In this picture, we’re on our way to his casino in Atlantic City, from his private heliport in New York. As far as I can remember, it was an assignment for Vanity Fair. It was taken by my assistant, Jonathan Delano, using my camera.
A few years later, I took my favourite photograph of him at the casino, holding $1m in cash, after I’d asked him what a million dollars looks like. It shows his greed… no serious man would do that. I push people as far as I can, and Trump has never once said, “I don’t want to do that.” In fact, you get the feeling you could go further.
I shot him and Melania at home in 2014, and she has her legs wrapped around him. It’s just so way out there – I mean, she’s the future first lady. Can you imagine Pat Nixon or Mamie Eisenhower doing that? I said, “Melania, why don’t you get on that table?” and she did. It’s not done with any slyness.
He hasn’t changed a bit in 40 years. He still wears suits that are too big for him, and a tie with a tight knot, the way the Kray twins did. And he’s still vindictive and spiteful, and angry if he’s not taken seriously.
I’ve photographed every US president since Eisenhower. Nixon was the most enjoyable to work with; he was formal and hard to reach, but when you got something, you really got something. Reagan was terrific fun. I shot him out on his ranch, and he always fetched drinks for us himself.

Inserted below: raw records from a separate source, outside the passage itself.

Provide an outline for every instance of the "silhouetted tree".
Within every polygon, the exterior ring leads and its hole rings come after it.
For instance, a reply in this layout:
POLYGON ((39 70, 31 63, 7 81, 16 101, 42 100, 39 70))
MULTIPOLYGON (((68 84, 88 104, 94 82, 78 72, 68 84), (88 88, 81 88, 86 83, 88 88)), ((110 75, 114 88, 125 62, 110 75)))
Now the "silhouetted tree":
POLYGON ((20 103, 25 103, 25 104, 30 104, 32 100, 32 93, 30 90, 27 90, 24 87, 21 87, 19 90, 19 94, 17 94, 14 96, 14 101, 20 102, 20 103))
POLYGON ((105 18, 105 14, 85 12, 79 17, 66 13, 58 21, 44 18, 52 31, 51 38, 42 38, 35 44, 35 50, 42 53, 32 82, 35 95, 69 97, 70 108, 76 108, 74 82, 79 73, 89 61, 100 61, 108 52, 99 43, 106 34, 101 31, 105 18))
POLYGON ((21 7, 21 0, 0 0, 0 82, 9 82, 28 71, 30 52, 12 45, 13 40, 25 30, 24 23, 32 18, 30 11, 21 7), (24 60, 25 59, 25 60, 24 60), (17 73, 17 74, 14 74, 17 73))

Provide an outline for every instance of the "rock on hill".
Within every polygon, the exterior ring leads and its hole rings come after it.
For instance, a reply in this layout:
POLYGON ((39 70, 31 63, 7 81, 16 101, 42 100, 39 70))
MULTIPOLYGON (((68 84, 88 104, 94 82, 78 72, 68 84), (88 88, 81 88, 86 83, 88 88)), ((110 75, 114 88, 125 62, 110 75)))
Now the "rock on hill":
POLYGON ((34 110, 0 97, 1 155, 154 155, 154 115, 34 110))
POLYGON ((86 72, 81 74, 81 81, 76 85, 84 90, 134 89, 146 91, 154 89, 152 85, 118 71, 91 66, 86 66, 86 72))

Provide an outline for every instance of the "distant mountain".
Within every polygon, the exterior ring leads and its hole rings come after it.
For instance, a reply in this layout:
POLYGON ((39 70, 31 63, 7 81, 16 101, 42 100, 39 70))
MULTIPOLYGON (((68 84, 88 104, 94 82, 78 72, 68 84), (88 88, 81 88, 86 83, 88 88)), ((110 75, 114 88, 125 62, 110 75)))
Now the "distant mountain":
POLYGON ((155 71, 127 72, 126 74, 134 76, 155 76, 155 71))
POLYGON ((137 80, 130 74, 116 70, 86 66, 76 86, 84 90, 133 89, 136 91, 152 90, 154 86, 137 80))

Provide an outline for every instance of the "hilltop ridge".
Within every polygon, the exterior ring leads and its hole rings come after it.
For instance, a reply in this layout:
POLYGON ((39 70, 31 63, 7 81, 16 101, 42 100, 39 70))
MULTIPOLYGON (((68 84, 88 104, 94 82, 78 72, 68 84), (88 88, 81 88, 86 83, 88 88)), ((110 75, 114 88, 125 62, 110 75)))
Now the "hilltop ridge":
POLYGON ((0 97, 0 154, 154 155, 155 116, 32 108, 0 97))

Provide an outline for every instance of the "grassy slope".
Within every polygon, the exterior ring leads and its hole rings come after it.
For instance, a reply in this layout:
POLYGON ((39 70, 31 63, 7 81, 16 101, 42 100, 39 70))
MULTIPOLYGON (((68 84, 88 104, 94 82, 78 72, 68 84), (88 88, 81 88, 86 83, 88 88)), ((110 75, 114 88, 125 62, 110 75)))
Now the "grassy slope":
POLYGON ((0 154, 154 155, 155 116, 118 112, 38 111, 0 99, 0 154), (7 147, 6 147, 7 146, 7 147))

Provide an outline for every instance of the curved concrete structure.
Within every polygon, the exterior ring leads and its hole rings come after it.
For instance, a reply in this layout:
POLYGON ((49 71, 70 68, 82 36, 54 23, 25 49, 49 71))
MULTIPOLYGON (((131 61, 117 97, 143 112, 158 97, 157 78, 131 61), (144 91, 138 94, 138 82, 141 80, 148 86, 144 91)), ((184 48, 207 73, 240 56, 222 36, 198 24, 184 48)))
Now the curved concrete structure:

I’m a Democrat, but you get better pictures with Republicans – they have more manners. I did OK with Bill Clinton, but he had a tough crew around him; and I found Obama cold and uptight. I don’t find it hard working with people I disagree with politically; I’m not there to editorialise or flatter or debunk. It’s just a job; I’m not backing anybody.
The last time I photographed Trump was last July, with three of his children and Ivanka’s baby son. Trump was holding the baby, and was as docile as a big sheep. It’s a lovely picture.
I’m 87 now, and proud of the fact that I’m still working – I’ll always have my camera bag packed.
I’ve not been asked to photograph him at the White House. I don’t care if I never photograph him again, but if I’m invited, I’ll go. I’d shoot him stretched out on a couch under a painting of George Washington. I’d get him to take his shoes off, or even his trousers. It could happen. These are strange times, and I’m not looking forward to them.
I love this photograph, as it shows me working and it’s a bit of my own history. Photographs don’t lie: there you are.